Dinimize göre Müslümanın, verdiği sözü tutması, ahdine ve akdine sadakat göstermesi en önemli görevlerinden birisidir. Alım satım akdi, lazım (bağlayıcı) bir akit olup, sözleşme ile birlikte kesinlik kazanır. Dolayısıyla feshine izin veren durumlar bulunmadıkça akit tek taraflı olarak feshedilemez. Ancak şu durumlarda, her birisi için gerekli olan şartları taşımaları kaydıyla, kurulmuş bir alım satım akdi bozulabilir:
a- İkâle yani sebepli veya sebepsiz, tarafların kurulmuş olan bir akdi karşılıklı rızaları ile (Merğînânî, el-Hidâye III, 54-55). Hz. Peygamber (s.a.s.), alış-verişini bozmak isteyen bir Müslümanın bu talebini kabul eden kişinin, Yüce Allah tarafından hatasının affedileceğini ve kıyamet günü sıkıntısının giderileceğini (Ebû Dâvud, İcâre, 18; Buyu’, 52; İbn Mâce, Ticârât, 26) ifade etmiştir. İkâlenin bu şekilde gerçekleştirilebilmesi için malın akit esnasındaki şekliyle duruyor olması gerekir.

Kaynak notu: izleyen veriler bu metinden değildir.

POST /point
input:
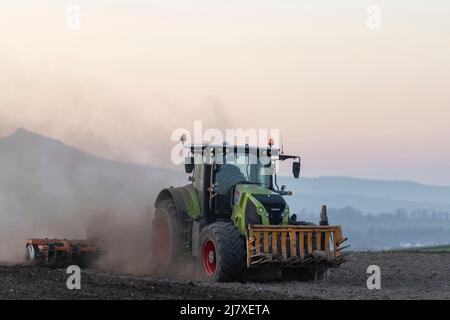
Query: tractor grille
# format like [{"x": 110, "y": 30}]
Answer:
[{"x": 275, "y": 206}]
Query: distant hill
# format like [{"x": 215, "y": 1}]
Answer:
[
  {"x": 48, "y": 188},
  {"x": 375, "y": 196}
]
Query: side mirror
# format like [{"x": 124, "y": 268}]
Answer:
[
  {"x": 189, "y": 164},
  {"x": 296, "y": 169}
]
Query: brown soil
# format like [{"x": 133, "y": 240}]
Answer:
[{"x": 405, "y": 275}]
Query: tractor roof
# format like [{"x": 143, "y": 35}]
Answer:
[{"x": 226, "y": 148}]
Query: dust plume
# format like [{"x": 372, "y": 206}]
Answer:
[{"x": 48, "y": 189}]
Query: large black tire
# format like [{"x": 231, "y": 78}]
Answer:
[
  {"x": 222, "y": 252},
  {"x": 167, "y": 237}
]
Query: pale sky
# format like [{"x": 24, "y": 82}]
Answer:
[{"x": 351, "y": 100}]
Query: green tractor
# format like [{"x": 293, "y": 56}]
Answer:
[{"x": 232, "y": 218}]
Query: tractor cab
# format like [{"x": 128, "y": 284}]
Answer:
[
  {"x": 227, "y": 179},
  {"x": 233, "y": 217}
]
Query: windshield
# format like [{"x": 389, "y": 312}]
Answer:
[
  {"x": 240, "y": 168},
  {"x": 243, "y": 168}
]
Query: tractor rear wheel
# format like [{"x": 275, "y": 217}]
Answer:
[
  {"x": 221, "y": 252},
  {"x": 167, "y": 237}
]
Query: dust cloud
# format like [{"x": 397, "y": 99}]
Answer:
[{"x": 48, "y": 189}]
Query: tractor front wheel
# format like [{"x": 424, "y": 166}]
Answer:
[{"x": 221, "y": 252}]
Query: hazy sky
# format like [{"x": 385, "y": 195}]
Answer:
[{"x": 351, "y": 100}]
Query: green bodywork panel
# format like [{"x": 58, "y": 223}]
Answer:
[
  {"x": 187, "y": 201},
  {"x": 243, "y": 194}
]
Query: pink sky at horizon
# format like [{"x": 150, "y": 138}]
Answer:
[{"x": 352, "y": 101}]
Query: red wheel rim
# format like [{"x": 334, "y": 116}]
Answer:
[
  {"x": 209, "y": 257},
  {"x": 162, "y": 239}
]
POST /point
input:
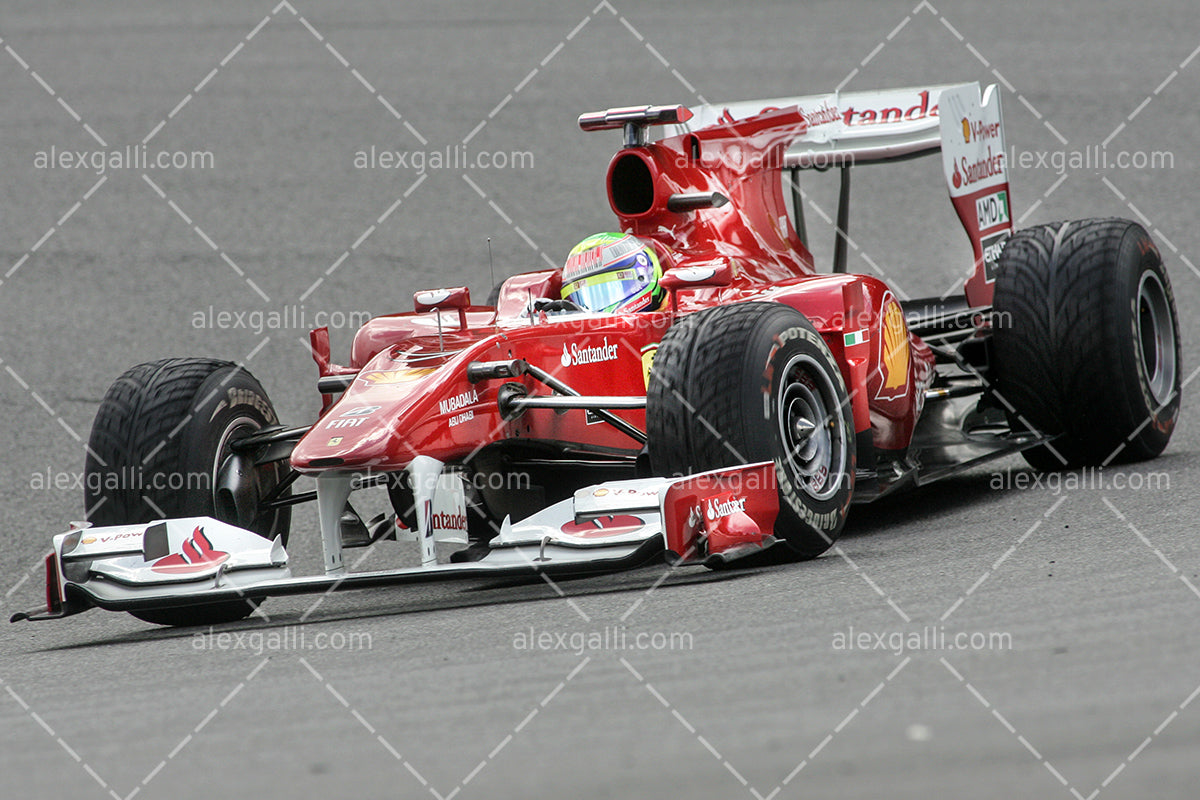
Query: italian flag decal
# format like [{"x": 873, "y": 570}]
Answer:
[{"x": 858, "y": 337}]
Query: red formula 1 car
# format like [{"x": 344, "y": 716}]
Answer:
[{"x": 688, "y": 385}]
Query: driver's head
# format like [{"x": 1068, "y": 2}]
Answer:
[{"x": 612, "y": 272}]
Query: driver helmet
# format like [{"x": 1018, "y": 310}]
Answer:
[{"x": 611, "y": 274}]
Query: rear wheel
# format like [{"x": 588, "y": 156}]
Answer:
[
  {"x": 161, "y": 447},
  {"x": 1086, "y": 342},
  {"x": 755, "y": 382}
]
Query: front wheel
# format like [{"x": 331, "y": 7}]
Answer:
[
  {"x": 161, "y": 447},
  {"x": 749, "y": 383}
]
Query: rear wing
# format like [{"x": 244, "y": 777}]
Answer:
[
  {"x": 844, "y": 128},
  {"x": 847, "y": 128}
]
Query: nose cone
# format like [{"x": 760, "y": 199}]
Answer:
[{"x": 376, "y": 425}]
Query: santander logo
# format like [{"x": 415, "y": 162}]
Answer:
[
  {"x": 576, "y": 354},
  {"x": 723, "y": 506},
  {"x": 197, "y": 555}
]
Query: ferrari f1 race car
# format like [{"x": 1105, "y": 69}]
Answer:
[{"x": 689, "y": 388}]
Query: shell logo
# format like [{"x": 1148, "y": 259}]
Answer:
[
  {"x": 894, "y": 353},
  {"x": 647, "y": 362}
]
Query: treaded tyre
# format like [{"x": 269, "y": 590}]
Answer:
[
  {"x": 160, "y": 449},
  {"x": 755, "y": 382},
  {"x": 1087, "y": 342}
]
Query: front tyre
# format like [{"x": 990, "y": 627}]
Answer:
[
  {"x": 161, "y": 447},
  {"x": 1086, "y": 342},
  {"x": 749, "y": 383}
]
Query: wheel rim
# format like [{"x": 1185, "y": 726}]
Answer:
[
  {"x": 1156, "y": 337},
  {"x": 810, "y": 426}
]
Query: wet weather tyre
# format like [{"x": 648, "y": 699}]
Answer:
[
  {"x": 160, "y": 447},
  {"x": 1086, "y": 342},
  {"x": 750, "y": 383}
]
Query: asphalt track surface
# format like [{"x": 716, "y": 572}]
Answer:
[{"x": 431, "y": 693}]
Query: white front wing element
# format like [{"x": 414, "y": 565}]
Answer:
[{"x": 844, "y": 127}]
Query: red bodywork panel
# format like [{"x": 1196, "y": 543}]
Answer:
[{"x": 412, "y": 397}]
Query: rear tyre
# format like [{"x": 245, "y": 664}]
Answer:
[
  {"x": 1087, "y": 344},
  {"x": 749, "y": 383},
  {"x": 160, "y": 447}
]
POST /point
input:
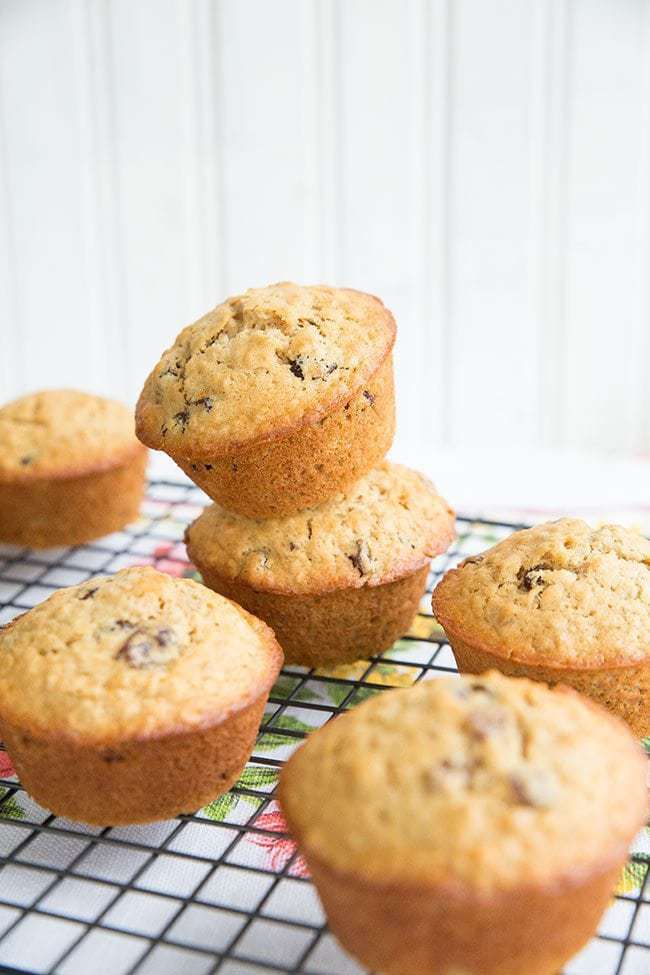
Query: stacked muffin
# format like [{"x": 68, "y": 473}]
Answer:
[
  {"x": 280, "y": 405},
  {"x": 473, "y": 825}
]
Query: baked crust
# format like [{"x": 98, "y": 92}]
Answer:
[
  {"x": 387, "y": 525},
  {"x": 260, "y": 366},
  {"x": 63, "y": 433},
  {"x": 282, "y": 477},
  {"x": 535, "y": 796},
  {"x": 334, "y": 627},
  {"x": 145, "y": 696},
  {"x": 559, "y": 603},
  {"x": 561, "y": 594}
]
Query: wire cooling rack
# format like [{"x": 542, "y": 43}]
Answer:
[{"x": 223, "y": 890}]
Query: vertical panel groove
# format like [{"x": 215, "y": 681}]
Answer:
[
  {"x": 553, "y": 218},
  {"x": 12, "y": 346},
  {"x": 330, "y": 142},
  {"x": 89, "y": 113},
  {"x": 448, "y": 351},
  {"x": 205, "y": 239},
  {"x": 216, "y": 108},
  {"x": 537, "y": 238},
  {"x": 433, "y": 226},
  {"x": 642, "y": 398},
  {"x": 115, "y": 293}
]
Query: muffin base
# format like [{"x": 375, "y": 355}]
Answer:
[
  {"x": 530, "y": 930},
  {"x": 138, "y": 780},
  {"x": 623, "y": 690},
  {"x": 284, "y": 476},
  {"x": 70, "y": 510},
  {"x": 331, "y": 628}
]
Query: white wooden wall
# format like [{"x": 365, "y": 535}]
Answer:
[{"x": 483, "y": 165}]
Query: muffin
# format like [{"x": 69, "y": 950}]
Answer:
[
  {"x": 473, "y": 825},
  {"x": 133, "y": 698},
  {"x": 336, "y": 582},
  {"x": 276, "y": 399},
  {"x": 71, "y": 468},
  {"x": 558, "y": 602}
]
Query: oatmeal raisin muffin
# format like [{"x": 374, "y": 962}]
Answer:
[
  {"x": 133, "y": 698},
  {"x": 475, "y": 825},
  {"x": 561, "y": 602},
  {"x": 276, "y": 399},
  {"x": 71, "y": 468},
  {"x": 336, "y": 582}
]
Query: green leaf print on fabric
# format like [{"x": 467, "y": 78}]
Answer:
[
  {"x": 10, "y": 808},
  {"x": 632, "y": 877},
  {"x": 257, "y": 777},
  {"x": 269, "y": 740}
]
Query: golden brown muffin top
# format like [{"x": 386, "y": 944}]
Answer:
[
  {"x": 261, "y": 365},
  {"x": 138, "y": 654},
  {"x": 479, "y": 782},
  {"x": 387, "y": 525},
  {"x": 63, "y": 432},
  {"x": 561, "y": 594}
]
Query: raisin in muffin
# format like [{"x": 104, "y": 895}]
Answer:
[
  {"x": 133, "y": 698},
  {"x": 336, "y": 582},
  {"x": 473, "y": 825},
  {"x": 558, "y": 602},
  {"x": 276, "y": 399},
  {"x": 71, "y": 468}
]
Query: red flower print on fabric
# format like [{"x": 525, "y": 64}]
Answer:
[
  {"x": 6, "y": 768},
  {"x": 280, "y": 848}
]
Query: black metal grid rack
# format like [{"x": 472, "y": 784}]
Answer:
[{"x": 222, "y": 890}]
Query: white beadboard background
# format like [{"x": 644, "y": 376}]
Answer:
[{"x": 483, "y": 165}]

b- Alıcı veya satıcıdan birisinin ya da her ikisinin muhayyerlik (belirlenen süre içinde akdi devam ettirme veya feshetme) hakkı bulunup, bu hakka sahip olanın, süresi içersinde akdi feshetmesi ile (Merğînânî, el-Hidâye III, 27),
Malda, piyasada değerini düşmesini gerektirecek bir kusur bulunup, müşterinin bu kusur nedeniyle akdi feshetmesi ile (Merğînânî, el-Hidâye III, 35 ve dev. ),
Bir malı görmeden satın alan kişinin, malı gördüğünde kullandığı muhayyerlik hakkı ile (Merğînânî, el-Hidâye, III, 32),
Alıcı veya satıcıdan birisi, yekdiğerini kandırarak (tağrir ile) normalden çok aşağı veya fazla fiyatla (gabn-i fâhiş ile) alıp satarlarsa, kandırılan kişinin bu akdi feshetmesiyle (Mecelle, M. 357).
Aşırı aldanmanın (gabn-i fâhişin) ölçüsü İslam âlimleri arasında tartışılmıştır. Kimileri fiyat takdircilerinin (bilirkişilerin) tespit ettiği tahmini meblağların üst sınırını aşan bir fiyata satma ya da satın alma durumunu gabn-i fâhiş sayarken (Kâsânî, Bedâiu’s-sanâi, VI, 30; İbn Nüceym, el-Bahru’r-râik, I, 171), kimileri insanların çokça alıp sattıkları mallarda (urûzda) %5, hayvanda %10, taşınmaz mallarda %20’lik ve daha üstü farkı gabn-i fâhiş olarak kabul etmişlerdir. Mecelle bu görüşe göre düzenlenmiştir (Mecelle, M. 156; Ali Haydar, Düreru’l-hukkâm Şerh-u Mecelleti’l-ahkâm, I, 248).